CLEAN TECH: Achieving Time & Cost Savings With Six Sigma
The knowledge I took away from The Center’s Six Sigma Black Belt course allowed our company to re-examine our processes to maximize efficiency and problem-solve our measurement system concerns.
-- Steve Slack, Quality Manager
In 1989, Clean Tech, Inc. (www.cleantechrecycling.com) was founded with the mission of reclaiming plastic from water containers and other post-consumer packaging. Now three decades later, the company recycles more than three billion bottles per year and continues to invest in recycling technology and operational improvements. Headquartered in Dundee, Mich., with 153 employees and a presence in Europe, Clean Tech is guided by the core values of accountability, integrity, innovation, environment, community and more. With these values still driving the business today, Clean Tech continues to meet high conservation standards while enhancing the health and safety for their employees and communities.
Challenge
While reviewing plant metrics, sales orders and forecasts, Clean Tech’s quality team discovered extrusion lines were not reaching full capacity. Utilizing tools such as a Pareto Chart, the team identified the largest contributors for the reduced throughput and shutdowns. It was uncovered that the current measurement system needed to remove these shutdowns was not providing reliable data. Not only did the test take more time than was available, historical data between the lab and the line was not matching up, causing distrust in their system.
Solution
To gain the analytical skills and insight needed to evaluate and improve this process, Clean Tech’s Quality Manager attended Six Sigma Black Belt training at the Michigan Manufacturing Technology Center (The Center). As part of this training, he led his team through several rounds of improvements. Goals of the project include:
• Correct problems with the measurement system, which would enable Clean Tech to work on efficiency, reduce cycle time and produce timely data.

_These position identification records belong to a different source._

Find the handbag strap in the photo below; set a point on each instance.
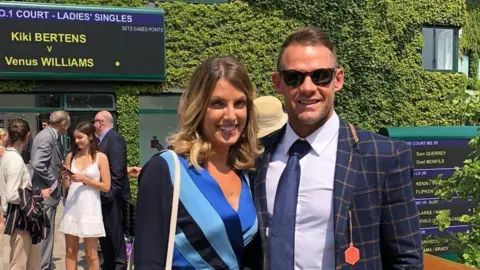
(173, 217)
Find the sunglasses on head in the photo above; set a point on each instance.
(320, 77)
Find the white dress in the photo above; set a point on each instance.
(82, 215)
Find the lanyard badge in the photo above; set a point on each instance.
(352, 254)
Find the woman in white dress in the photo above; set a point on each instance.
(82, 215)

• Increase testing capacity to accommodate a new line, which was starting soon, that was expected to double capacity in the plant.
• Set and achieve an improved %Tolerance target.
To begin, the team used a SIPOC (suppliers, inputs, process, outputs, customers) diagram and a detailed process map to gain a better understanding of the process inputs and outputs. Focused brainstorming tools, such as a fishbone diagram and team voting, were used to list potential factors and prioritize what theories to investigate first. Various studies were conducted to determine which factors were important. With that data, the team proved the current measurement system could not be improved enough to meet the goals and a new piece of equipment was required.
The final phase of the project included installing and validating the new measurement instrument. It was found, by the initial out-of-the-box Gage R&R, that some tuning would be required. The team learned the sample could degrade if heated too long by the instrument. A water line was installed that would initiate a cooling ramp to keep the temperature lower. With the new test method and instrument in place, the team ran a new validation test to verify it was ready for production.
The project wrapped up with work instructions, calibration program updates, the creation of control samples, a formal reaction plan and key takeaways to ensure the gains achieved would be sustained over time.
Results
- Cycle time reduced from 236.6 mins to 51.63 mins. (184.97 min savings)
- Increased Capacity: 90%
- Achieved Gage R&R %Tolerance target of 92.4%
- Created work instructions for new processes, updated calibration programs and established reaction plans for future failures.